Brendan Mcdermid / Reuters
Department-store chain J.C. Penney, which has been showing signs of improvement after a botched turnaround effort, announced plans to shutter 39 underperforming stores, as the company continues to find its way out of America's worst malls.
The company will close the locations on or around April 4, affecting 2,250 jobs, Joey Thomas, a spokesman, said in an e-mail. J.C. Penney closed 33 underperforming stores last year, cutting 2,000 jobs, also after a January announcement.
J.C. Penney's decision underscores the growing gap between America's best and worst performing malls, which itself is a sign of the growing divide in the consumer economy. While high-end shopping centers featuring luxury brands -- the Bloomingdale's and Apple stores of the world -- are thriving, those on the lower end of the economic spectrum are struggling, and many are in terminal decline. J.C. Penney and Sears, in particular, are anchor tenants in many of these malls, taking up large amounts of space and serving as a drawcard that helps the smaller retailers surrounding them. Both department store chains are in the process of closing many stores that simply aren't bringing in enough sales. (Sears recently announced plans to close 235 locations.)
J.C. Penney and Sears have a high number of stores in America's worst, "C"-rated malls.
This chart from Green Street Advisors breaks down the mall quality for the nation's biggest "anchor" tenants, like Macy's or Sears. "A" malls represent those appealing to the wealthy, big spenders. "C" malls are the industry's most troubled, and are often anchored by a J.C. Penney or Sears.

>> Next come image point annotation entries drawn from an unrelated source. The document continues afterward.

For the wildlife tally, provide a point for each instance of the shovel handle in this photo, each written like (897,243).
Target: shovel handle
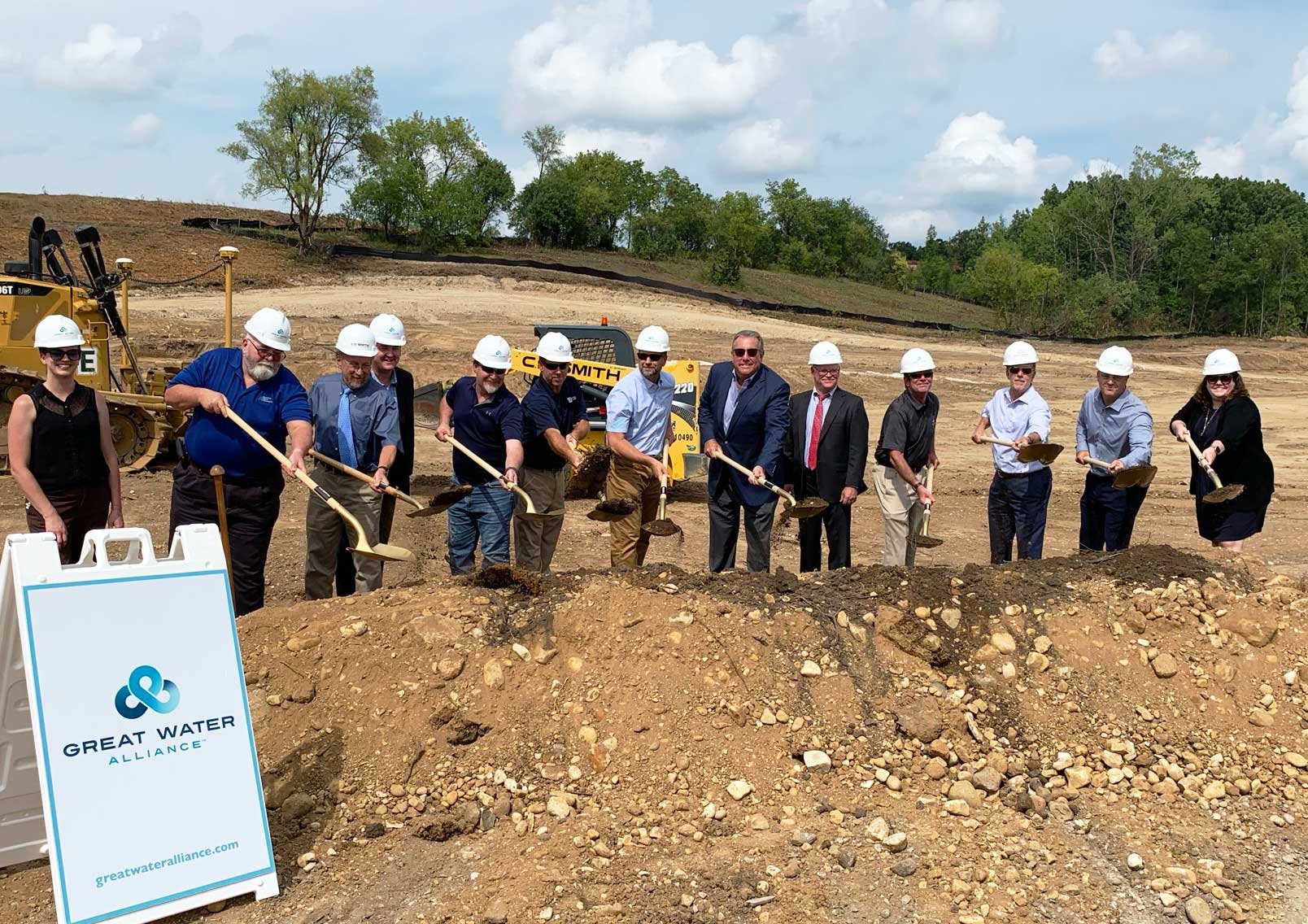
(774,488)
(490,470)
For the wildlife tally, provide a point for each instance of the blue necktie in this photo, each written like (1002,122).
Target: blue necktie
(347,432)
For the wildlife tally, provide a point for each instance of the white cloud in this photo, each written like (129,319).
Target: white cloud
(763,148)
(1123,58)
(967,23)
(589,63)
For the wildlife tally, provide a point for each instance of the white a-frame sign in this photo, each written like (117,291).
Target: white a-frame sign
(126,749)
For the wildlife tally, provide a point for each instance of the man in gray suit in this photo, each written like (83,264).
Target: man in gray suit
(826,455)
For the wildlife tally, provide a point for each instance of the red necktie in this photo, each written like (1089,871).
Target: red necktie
(817,435)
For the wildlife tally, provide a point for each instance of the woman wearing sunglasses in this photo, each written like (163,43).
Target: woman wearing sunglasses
(1224,425)
(60,451)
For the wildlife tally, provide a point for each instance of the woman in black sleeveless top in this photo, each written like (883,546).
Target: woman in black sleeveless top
(60,451)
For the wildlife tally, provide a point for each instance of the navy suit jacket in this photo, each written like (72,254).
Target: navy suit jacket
(757,432)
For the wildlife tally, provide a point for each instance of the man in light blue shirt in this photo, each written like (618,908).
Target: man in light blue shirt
(1019,491)
(1114,427)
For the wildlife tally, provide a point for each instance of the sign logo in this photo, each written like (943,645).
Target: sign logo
(146,696)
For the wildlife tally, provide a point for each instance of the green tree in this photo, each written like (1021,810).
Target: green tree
(305,139)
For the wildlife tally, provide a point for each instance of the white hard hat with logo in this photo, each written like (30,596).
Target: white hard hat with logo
(1221,361)
(824,352)
(1019,352)
(916,360)
(56,331)
(653,339)
(492,352)
(356,341)
(270,328)
(553,347)
(1114,361)
(389,330)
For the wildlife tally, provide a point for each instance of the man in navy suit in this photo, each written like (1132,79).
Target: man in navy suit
(744,414)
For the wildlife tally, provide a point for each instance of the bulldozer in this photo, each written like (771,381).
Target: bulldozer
(47,283)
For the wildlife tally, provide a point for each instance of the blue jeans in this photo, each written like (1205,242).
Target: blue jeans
(483,515)
(1017,508)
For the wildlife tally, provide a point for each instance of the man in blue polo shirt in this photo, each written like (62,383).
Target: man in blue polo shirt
(251,381)
(553,421)
(486,418)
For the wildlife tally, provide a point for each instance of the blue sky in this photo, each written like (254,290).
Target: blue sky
(921,110)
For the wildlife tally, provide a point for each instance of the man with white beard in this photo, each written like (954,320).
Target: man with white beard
(251,381)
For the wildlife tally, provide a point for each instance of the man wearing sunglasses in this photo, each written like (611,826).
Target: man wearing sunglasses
(253,381)
(744,415)
(1019,491)
(553,421)
(904,451)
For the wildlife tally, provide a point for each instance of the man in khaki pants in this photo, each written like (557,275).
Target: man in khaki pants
(904,451)
(637,429)
(553,421)
(356,421)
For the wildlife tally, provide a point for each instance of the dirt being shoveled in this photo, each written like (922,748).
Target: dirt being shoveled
(1047,743)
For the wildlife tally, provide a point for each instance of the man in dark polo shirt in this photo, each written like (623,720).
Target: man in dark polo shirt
(904,451)
(553,419)
(251,381)
(486,418)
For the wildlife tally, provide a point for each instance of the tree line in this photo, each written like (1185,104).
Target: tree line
(1158,247)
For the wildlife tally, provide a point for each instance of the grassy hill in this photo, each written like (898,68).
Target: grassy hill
(152,233)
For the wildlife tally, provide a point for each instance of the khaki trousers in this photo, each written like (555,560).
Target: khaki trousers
(903,515)
(637,482)
(325,529)
(537,539)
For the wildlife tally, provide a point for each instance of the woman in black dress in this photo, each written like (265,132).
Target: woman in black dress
(60,451)
(1224,425)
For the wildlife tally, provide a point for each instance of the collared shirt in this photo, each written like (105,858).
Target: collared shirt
(1120,431)
(483,427)
(268,406)
(733,397)
(1013,419)
(908,427)
(813,399)
(544,410)
(640,408)
(374,419)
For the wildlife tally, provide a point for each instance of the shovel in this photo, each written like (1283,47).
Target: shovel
(925,539)
(800,509)
(382,551)
(662,526)
(1138,475)
(1034,451)
(1219,494)
(530,513)
(420,508)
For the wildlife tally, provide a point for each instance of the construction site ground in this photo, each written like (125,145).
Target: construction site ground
(1084,739)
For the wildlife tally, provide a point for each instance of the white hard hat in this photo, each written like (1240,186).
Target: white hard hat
(58,331)
(1221,361)
(654,339)
(356,341)
(387,330)
(824,352)
(494,352)
(916,360)
(553,347)
(270,328)
(1114,361)
(1019,352)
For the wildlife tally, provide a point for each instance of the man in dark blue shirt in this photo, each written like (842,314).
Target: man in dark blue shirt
(486,419)
(553,418)
(356,421)
(251,381)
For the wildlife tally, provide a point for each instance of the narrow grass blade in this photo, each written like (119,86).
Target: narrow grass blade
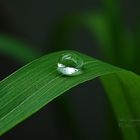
(36,84)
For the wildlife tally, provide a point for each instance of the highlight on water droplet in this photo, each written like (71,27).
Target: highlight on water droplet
(70,64)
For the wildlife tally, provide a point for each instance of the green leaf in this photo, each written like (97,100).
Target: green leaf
(37,83)
(17,49)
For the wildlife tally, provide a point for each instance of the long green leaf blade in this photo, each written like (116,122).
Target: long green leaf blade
(36,84)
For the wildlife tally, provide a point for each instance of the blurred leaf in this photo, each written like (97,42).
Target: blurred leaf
(36,84)
(17,49)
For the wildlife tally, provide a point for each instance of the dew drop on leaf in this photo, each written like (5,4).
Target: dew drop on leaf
(70,64)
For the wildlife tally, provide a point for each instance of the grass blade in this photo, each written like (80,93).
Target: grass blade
(36,84)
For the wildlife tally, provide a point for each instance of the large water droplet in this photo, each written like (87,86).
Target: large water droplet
(70,64)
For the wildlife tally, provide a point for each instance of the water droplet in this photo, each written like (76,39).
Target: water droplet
(70,64)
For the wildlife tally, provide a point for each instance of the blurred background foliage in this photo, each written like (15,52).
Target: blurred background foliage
(108,30)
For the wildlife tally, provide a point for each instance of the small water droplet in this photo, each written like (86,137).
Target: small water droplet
(70,64)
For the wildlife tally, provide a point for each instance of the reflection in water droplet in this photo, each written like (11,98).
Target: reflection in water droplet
(70,64)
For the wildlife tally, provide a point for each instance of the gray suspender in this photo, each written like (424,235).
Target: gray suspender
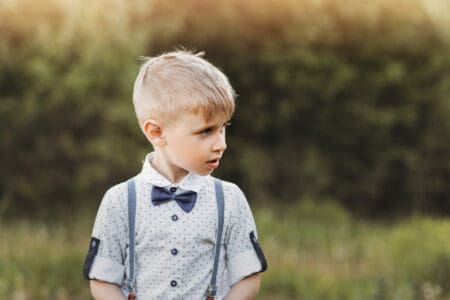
(212,288)
(131,223)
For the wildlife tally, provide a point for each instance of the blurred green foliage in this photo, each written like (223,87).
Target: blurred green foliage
(344,99)
(315,250)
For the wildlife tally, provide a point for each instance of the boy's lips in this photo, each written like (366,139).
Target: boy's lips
(213,163)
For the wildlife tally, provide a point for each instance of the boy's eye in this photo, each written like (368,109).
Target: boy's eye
(205,131)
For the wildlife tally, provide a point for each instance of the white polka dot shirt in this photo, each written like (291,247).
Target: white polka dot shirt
(174,250)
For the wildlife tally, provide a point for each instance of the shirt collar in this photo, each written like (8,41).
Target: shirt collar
(190,182)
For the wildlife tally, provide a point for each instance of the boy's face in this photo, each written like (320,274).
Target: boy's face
(192,145)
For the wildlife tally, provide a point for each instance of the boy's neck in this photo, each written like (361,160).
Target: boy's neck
(167,170)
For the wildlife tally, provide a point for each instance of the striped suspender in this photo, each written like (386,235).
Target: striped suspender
(212,288)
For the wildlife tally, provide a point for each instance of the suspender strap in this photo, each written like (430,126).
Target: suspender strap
(131,226)
(212,288)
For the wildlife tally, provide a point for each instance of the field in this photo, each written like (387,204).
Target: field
(314,252)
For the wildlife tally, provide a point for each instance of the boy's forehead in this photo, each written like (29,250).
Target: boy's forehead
(200,118)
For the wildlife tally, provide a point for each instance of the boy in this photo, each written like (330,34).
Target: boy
(183,105)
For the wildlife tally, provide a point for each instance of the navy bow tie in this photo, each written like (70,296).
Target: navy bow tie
(185,200)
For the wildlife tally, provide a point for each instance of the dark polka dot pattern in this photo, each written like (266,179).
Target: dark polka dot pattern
(174,249)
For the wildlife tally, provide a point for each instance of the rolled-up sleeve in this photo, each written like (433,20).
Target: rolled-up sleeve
(243,258)
(110,231)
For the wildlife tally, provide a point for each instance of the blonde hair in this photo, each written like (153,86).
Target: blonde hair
(178,82)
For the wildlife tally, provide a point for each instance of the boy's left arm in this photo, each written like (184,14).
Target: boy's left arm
(245,289)
(244,257)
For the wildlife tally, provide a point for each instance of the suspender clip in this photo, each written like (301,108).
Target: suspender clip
(211,292)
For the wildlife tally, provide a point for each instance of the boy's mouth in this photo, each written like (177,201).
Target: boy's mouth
(213,163)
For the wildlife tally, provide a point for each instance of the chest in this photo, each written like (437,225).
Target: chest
(167,224)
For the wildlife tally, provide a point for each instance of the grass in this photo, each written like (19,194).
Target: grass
(315,251)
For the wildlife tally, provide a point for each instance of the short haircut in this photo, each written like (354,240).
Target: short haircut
(178,82)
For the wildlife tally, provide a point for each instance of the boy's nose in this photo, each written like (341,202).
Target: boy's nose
(220,144)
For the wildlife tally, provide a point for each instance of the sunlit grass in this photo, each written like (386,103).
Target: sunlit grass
(314,252)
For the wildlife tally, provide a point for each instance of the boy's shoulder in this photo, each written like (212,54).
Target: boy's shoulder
(232,191)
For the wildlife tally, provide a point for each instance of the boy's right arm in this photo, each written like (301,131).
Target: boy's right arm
(102,290)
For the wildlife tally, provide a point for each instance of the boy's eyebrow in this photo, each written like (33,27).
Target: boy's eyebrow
(206,126)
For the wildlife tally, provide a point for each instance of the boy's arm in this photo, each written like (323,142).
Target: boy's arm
(245,289)
(102,290)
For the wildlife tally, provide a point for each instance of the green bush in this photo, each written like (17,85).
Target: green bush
(348,101)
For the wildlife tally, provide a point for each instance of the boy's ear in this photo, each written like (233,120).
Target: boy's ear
(153,131)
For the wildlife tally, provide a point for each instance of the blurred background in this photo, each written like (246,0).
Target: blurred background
(341,138)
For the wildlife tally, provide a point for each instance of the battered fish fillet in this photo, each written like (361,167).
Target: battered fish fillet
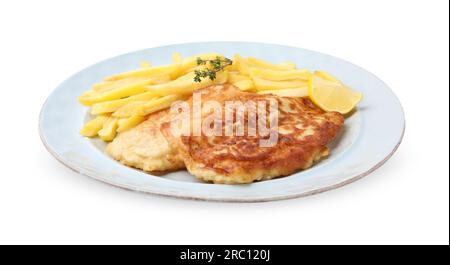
(144,147)
(303,132)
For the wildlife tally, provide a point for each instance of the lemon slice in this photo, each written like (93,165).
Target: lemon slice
(330,94)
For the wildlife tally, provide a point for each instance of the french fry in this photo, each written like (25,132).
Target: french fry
(245,85)
(177,58)
(157,104)
(117,93)
(262,84)
(280,75)
(147,72)
(185,85)
(128,123)
(113,105)
(241,64)
(108,132)
(145,64)
(109,85)
(327,76)
(91,128)
(290,92)
(264,64)
(129,109)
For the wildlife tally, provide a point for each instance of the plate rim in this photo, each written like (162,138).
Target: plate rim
(79,169)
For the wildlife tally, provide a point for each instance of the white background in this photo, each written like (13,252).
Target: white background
(405,43)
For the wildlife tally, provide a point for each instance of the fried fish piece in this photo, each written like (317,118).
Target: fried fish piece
(144,146)
(303,132)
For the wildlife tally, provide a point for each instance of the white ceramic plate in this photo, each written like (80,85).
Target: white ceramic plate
(370,135)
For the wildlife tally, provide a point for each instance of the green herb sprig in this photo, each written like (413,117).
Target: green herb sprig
(218,64)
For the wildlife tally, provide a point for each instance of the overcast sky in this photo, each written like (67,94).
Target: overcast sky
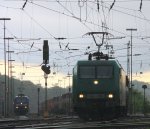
(33,21)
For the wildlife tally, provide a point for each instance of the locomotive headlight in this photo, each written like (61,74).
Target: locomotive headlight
(95,82)
(81,96)
(110,96)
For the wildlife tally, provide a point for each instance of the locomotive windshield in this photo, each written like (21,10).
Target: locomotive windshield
(87,72)
(104,71)
(21,100)
(95,71)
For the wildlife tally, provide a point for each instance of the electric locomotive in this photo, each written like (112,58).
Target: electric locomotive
(21,104)
(100,88)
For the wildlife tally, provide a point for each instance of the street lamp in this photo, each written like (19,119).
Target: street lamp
(144,87)
(69,75)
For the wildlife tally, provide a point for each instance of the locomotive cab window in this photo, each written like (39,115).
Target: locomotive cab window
(86,72)
(104,72)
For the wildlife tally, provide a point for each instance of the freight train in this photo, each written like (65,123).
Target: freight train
(21,104)
(100,88)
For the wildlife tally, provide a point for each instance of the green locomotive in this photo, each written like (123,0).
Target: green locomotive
(99,89)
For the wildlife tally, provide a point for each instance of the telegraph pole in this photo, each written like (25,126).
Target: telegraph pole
(131,29)
(9,97)
(5,94)
(46,68)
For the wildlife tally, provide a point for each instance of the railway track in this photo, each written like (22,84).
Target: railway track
(76,123)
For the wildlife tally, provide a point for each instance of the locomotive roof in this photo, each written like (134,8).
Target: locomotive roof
(110,61)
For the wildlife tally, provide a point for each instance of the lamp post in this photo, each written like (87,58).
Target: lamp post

Green Street Advisors / Via http://ift.tt/1jq2Efz
The industry ranks malls into groups like A++ and A — those high-end malls — then B malls, which are stable and considered either the "best mall in a small market" or the "third-best mall in a five-mall town." Next comes the C bucket, the troubled malls, where sales aren't so hot, some chains are leaving, and traffic is low.
While industry watchers like to point to the rise of e-commerce for why chains like J.C. Penney, Sears and even Macy's are shutting down certain locations, it really has more to do with income inequality, given the divide between the As and the Cs in recent years, as The New York Times pointed out this past week.
The A malls are located near the wealthiest, most educated Americans, who have benefited the most from the economic recovery. As you continue down the spectrum, the population of such spenders in the area drops precipitously, and that's a problem for the worst malls. Suddenly, they're battling for dollars from the majority of Americans whose income has either stagnated or declined since the financial crisis.
J.C. Penney, for example, said it will be closing a store in the Gwinnett Place Mall in Duluth, Georgia. According to Green Street Advisors data, that's a C- mall. The occupancy rate is grim, at only 57%, and the sales per square foot are $200. A glance at the website shows some major chains, but a few that don't immediately ring a bell — Shoe Show, Glitter's Fine Jewelry, Xclusiv. Compare that to the "A++" mall in the Atlanta market, Lenox Square. That mall brings in $1,030 in sales per square foot, and its occupancy rate is 92%. It's in "the heart" of the affluent Buckhead area, and hosts tenants including Cartier, Prada, Mont Blanc and Neiman Marcus.